Introduction
This chapter will seek to build a virtual test environment to prove that a polling agent is able to poll devices and display basic statistics on a website. Once the baseline PoC environment is functioning, the system will focus on energy reporting. This will prove that a polling agent is able to display energy usage in a graphical form. The PoC will test energy usage reports can collate information based on site or subnet (i.e. all devices on a subnet report as a single energy footprint) and they can be “drilled down into” and report on individual components.

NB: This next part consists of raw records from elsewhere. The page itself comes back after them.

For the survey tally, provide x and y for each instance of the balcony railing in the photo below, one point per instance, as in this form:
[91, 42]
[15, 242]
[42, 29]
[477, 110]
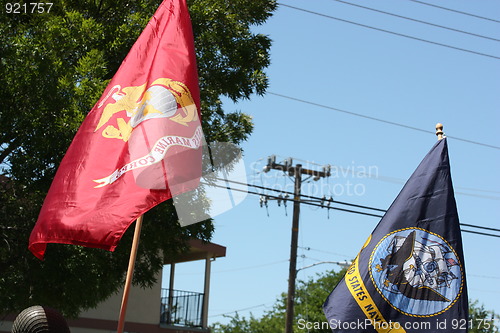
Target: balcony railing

Success criteria is a virtual monitoring server can poll and report on virtual power usage from three device types:
- A device with a SNMP MIB providing power usage
- A device with SNMP but not a power utilisation MIB
- A device not supporting power utilisation
The PoC environment will reside within a virtual environment and so will not consider scalability or resilience.

Figure above illustrates the logic that the polling agent will use to obtain information from devices to report energy use.

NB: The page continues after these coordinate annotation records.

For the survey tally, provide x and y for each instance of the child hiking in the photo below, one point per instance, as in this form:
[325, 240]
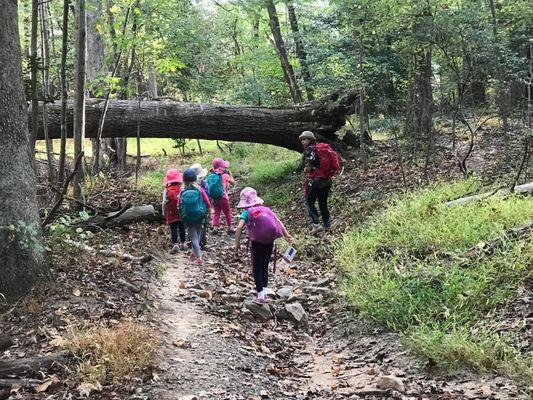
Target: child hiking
[218, 182]
[170, 207]
[321, 164]
[263, 229]
[200, 179]
[194, 210]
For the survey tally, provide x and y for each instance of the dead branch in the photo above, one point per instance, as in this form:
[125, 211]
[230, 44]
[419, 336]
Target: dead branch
[31, 366]
[525, 189]
[110, 253]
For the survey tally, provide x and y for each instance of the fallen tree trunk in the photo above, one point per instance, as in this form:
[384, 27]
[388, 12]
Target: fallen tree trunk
[31, 366]
[521, 189]
[146, 213]
[164, 119]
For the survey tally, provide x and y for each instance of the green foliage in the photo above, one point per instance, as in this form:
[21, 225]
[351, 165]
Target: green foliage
[26, 236]
[65, 228]
[408, 270]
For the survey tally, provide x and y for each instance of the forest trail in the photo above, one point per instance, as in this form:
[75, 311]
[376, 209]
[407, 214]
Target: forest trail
[213, 347]
[198, 360]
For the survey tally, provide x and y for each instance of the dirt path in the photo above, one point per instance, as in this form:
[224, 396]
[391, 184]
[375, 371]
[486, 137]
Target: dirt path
[215, 347]
[199, 359]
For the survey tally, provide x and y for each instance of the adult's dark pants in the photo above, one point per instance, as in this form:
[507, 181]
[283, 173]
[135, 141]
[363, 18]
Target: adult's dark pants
[203, 235]
[319, 191]
[261, 253]
[174, 228]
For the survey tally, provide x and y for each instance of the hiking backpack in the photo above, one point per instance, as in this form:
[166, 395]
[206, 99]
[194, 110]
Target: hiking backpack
[192, 206]
[263, 227]
[216, 189]
[172, 204]
[328, 161]
[205, 186]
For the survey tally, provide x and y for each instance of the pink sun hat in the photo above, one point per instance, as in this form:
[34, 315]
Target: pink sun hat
[248, 198]
[173, 176]
[220, 163]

Figure above illustrates web page types which will be generated by the system. The system will generate individual webpages for all devices successfully monitored. In addition, information will be grouped by device type and by location.
PoC Testing Environment
A proof of concept environment (PoC) is built to test the principles behind the solution and is installed on a Dell Laptop running Windows 10 with 250 GB of hard disk and 16GB of RAM.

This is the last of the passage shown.